Before you begin
-
You have previously created a connection to the system
storing your source data.
Here, an Amazon S3 connection.
-
You have previously added the dataset holding your source
data.
Download the file: string-crops.csv. It contains a dataset
with data about harvested crops in Mali with crop types, value of production,
harvested areas, etc.
-
You also have created the connection and the related dataset
that will hold the processed data.
Here, a dataset stored in the same S3 bucket.
Procedure
-
Click Add
pipeline on the Pipelines page. Your new pipeline opens.
-
Give the pipeline a meaningful name.
Example
Hash fields to compare data
safely
-
Click ADD SOURCE to open
the panel allowing you to select your source data, here data about harvested
crops in Mali in the year 2005.
Example
-
Select your dataset and click
Select in order to add it to the pipeline.
Rename it if needed.
-
Click and add a Data hashing processor to the pipeline. The
configuration panel opens.
-
Give a meaningful name to the processor.
Example
hash
fields
-
In the Configuration
area:
-
Select Hash
data in the Function
name list.
-
Click the icon next to the Fields to process list to
select all fields, as you want to hash all values at once.
-
Click Save to
save your configuration.
Look at the preview of the processor to compare your data before and after
the operation.
All fields are now hashed and secured, and you can see that
the crop and id fields have
the same output value which means the original value is the same in both
fields.
-
Click and add a Field selector processor to the pipeline.

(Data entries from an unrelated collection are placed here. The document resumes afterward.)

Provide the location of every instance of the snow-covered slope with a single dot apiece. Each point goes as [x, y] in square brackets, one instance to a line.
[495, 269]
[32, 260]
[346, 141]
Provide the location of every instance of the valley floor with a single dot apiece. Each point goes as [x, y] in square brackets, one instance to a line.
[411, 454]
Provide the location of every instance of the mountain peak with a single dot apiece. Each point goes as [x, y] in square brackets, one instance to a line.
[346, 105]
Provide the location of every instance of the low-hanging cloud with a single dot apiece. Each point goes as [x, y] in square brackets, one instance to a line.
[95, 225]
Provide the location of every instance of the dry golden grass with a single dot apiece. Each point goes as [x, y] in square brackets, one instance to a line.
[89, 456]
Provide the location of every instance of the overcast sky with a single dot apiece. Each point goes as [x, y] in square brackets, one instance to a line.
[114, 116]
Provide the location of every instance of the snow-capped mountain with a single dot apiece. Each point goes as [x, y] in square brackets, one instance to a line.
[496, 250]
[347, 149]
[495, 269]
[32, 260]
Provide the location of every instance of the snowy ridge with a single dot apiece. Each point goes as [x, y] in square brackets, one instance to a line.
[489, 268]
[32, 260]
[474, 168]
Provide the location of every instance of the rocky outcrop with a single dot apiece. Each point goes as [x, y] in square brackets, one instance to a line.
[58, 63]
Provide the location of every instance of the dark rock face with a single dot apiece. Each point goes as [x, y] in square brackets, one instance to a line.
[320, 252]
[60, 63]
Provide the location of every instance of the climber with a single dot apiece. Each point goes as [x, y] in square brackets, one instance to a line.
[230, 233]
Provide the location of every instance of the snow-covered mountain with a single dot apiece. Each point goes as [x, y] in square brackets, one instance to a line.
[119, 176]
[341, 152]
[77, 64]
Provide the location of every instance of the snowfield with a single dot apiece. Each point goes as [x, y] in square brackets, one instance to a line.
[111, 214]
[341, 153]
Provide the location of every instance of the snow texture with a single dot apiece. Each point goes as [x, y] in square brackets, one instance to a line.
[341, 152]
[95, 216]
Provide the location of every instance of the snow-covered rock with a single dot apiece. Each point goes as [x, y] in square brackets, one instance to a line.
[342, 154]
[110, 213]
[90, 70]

The configuration panel opens.
-
Give a meaningful name to the processor.
Example
merge identical hashed
values
-
In the Selectors
area:
-
Select .crop in
the Input list and enter
crop_id in the Output list , as you know both the
.crop and .id fields are identical and you want
to merge the two fields.
-
Click the + sign to add a new element and select
.crop_parent in the Input list
and enter crop_type in the Output
list, as you want to keep this field and rename it.
-
Click the + sign to add a new element and select
.harvested_area in the Input
list and enter harvested_area in the
Output list, as you want to keep this field in the
output.
-
Click the + sign to add a new element and select
.value_of_production in the
Input list and enter
production_value in the Output
list, as you want to keep this field and rename it.
-
Click Save to
save your configuration.
Look at the preview of the processor to compare your data before and after
the operation.
-
Click ADD DESTINATION and select the dataset that will hold
your processed data.
Rename it if needed.
-
On the top toolbar of Talend Cloud Pipeline Designer,
click the Run button to open the panel allowing you to select
your run profile.
-
Select your run profile in the list (for more information, see Run profiles), then click Run to
run your pipeline.
Results
Your pipeline is being executed, the data is hashed, identical fields
have been merged and reorganized according to the conditions you have stated and the
output is sent to the target system you have indicated.